Erica Bailey
  • Erica Bailey
  • Missouri Ambassador

My name is Erica Bailey, and my precious firstborn son, Rhoan Osborne Bailey, was stillborn after a perfect 39-week-long pregnancy on March 5, 2020.

My whole pregnancy was uncomplicated and extremely enjoyable. I had no obvious risk factors. I was a first-time mom and loved being pregnant. Since I was considered “low-risk,” I never had any ultrasounds after our 20-week anatomy scan. Every appointment consisted of a fetal-doppler heartrate check and a tape-measurement of my belly size.

I was never made aware of how critical monitoring my baby’s movements was. I remember being advised that tracking my baby’s movement was not necessary “if it causes anxiety.” I would not learn until after my baby died how deadly that outdated guidance would be. What was considered “normal” by ACOG (10 kicks in 2 hours) was NOT my baby’s normal. My baby’s normal was 10 movements in 10-15 minutes.

In the last weeks of my pregnancy, I could sense my baby was slowing down. But since he was still kicking at least 10 times in a 2-hour timespan, I felt reassured. I also read countless times on the internet that “babies run out of room in the 3rd trimester” and “babies slow down as they get close to labor.” Now I know those are lies that are giving many moms a false sense of security.

At my last OB appointment, I was 38+5 and my son’s heartrate was perfect. I left the appointment feeling good that my baby was coming soon. I would not learn until later, that a baby’s heartrate is not a good measurement of their well-being. A baby will have a heartbeat until he doesn’t. It is like watching a car drive by at full speed. It is moving, but how do we know how much gas is left in the tank? We don’t. That is why monitoring your baby’s movements is so important.

The day after my last appointment, I felt my son move for the last time. He had a session of hyperactive movement that was much more forceful than his normal. He never moved again. I had convinced myself that he was getting ready for labor to begin. This was my first pregnancy. I had no idea.

March 5, 2020, would be the day my life forever changed. I walked into the hospital as a plus one with my son and all our hopes and dreams for him, and I walked out empty, forever missing a piece of my body, heart and soul who I had to leave behind. 

I was 39 weeks and still had not felt my son move since the previous day. I thought it would be a good idea to go to the hospital just to check on him to ease my anxious mind. The entire drive to the hospital I knew something was wrong. After what felt like an eternity to check into the L&D triage unit, it did not take long for the worst news imaginable to open a trap door underneath of me and drop me into a nightmare of living in this world without my child alive.
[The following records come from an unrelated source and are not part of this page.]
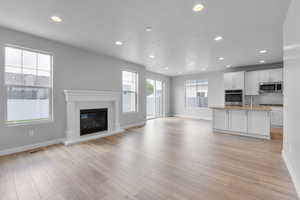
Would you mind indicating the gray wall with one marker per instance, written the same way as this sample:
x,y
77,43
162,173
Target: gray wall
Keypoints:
x,y
291,144
73,68
167,82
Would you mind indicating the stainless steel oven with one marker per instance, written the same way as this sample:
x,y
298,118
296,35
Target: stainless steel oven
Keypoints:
x,y
270,87
234,97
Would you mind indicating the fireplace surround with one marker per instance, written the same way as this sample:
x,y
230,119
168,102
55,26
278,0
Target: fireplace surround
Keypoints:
x,y
84,100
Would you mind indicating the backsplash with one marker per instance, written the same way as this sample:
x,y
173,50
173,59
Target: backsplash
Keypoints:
x,y
265,99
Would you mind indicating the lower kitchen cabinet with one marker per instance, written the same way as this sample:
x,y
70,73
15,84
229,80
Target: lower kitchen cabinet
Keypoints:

My son was born that same day – picture perfect at 7 pounds, 6 ounces. His skin was so soft and so kissable. He looked just like his daddy. I miss and think about him every second of my existence. I would give anything in my being to be able to go back in time to monitor his movements and report the changes he made in those last weeks leading up to his birth. If only I had known. My precious boy could be here. The “anxiety” from kick-counting, is nothing compared to the PTSD, anxiety, and depression I have from missing my baby.

In the months to follow, I went into a deep dive researching anything and everything I could about stillbirth. It was not until then that I learned about Count the Kicks and their amazing app. I immediately felt extremely frustrated and heartbroken that this existed during my pregnancy, and I knew nothing about it! How does every pregnant patient not know how critical it is to monitor their baby’s movement frequency, strength, and duration in the 3rd trimester? This is such an easy way to save babies’ lives! I am so passionate about spreading the news of Count the Kicks and their amazing mission. I desperately wish someone would have educated me.

Three months after Rhoan died, we got pregnant with our second son, Bear. I used the Count the Kicks app as soon as I turned 26 weeks and used it throughout the pregnancy, every day, multiple times per day. Without a doubt, I believe using the Count the Kicks app to alert my providers that he was not moving very much at his 36-week appointment helped save his life. When they hooked me up to a NST, his heartrate kept decelerating during my contractions. I was admitted, and my son was born the next day, healthy and alive!

It should not take a loss to learn this information. I will make it my mission to make sure every mom in my life knows about this life-saving tool!